Satrapi catalyzes the conflict of the novel when Marjane reaches rock bottom in Europe, living for over two months on the street before waking up in a hospital, having nearly died. This graphic memoir follows a typical three act structure. Before the third act, a fictional character typically must experience the crushing culmination of all of their challenges. This moment in hospital is the climax of the confrontation of act two, after which the novel must build toward resolution. Through these, Marjane is able to see her way out: home.

Marjane’s attempts to assimilate are foiled. Attempts to find herself, though successful at times, are not strong enough to sustain her through turmoil. Satrapi draws attention to a significant irony: Marjane exists in a culture where she can be anyone, express anything, and yet she chooses to express nothing, to instead exist in a lackluster relationship while suffering in a dull job and participating half-heartedly in political debates. This destabilizes the sense of freedom as a Western ideology in conflict with Iran, since Marjane does not find personal freedom in Austria.

This point leads into Marjane’s experiences with Self-Expression and Art Censorship in Iran.
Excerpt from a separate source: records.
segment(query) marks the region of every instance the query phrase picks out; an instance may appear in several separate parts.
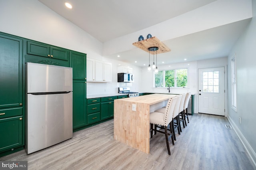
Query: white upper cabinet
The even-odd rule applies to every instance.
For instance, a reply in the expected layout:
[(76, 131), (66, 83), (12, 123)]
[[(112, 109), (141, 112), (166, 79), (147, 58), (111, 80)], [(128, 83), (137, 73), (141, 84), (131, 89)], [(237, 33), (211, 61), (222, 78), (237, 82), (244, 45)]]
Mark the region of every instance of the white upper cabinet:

Satrapi juxtaposes self-expression with a repressive regime when Marjane interacts with women with Western hair and makeup–each motifs that draw attention to self-expression. In contrast, she introduces the motif of the veil, which the novel associates with repression. Marjane puts this veil on before going back to Iran, and her shock at the women who show their hair freely suggests that Marjane does not yet achieved her Bildung (her “forming”) and does not yet understand herself.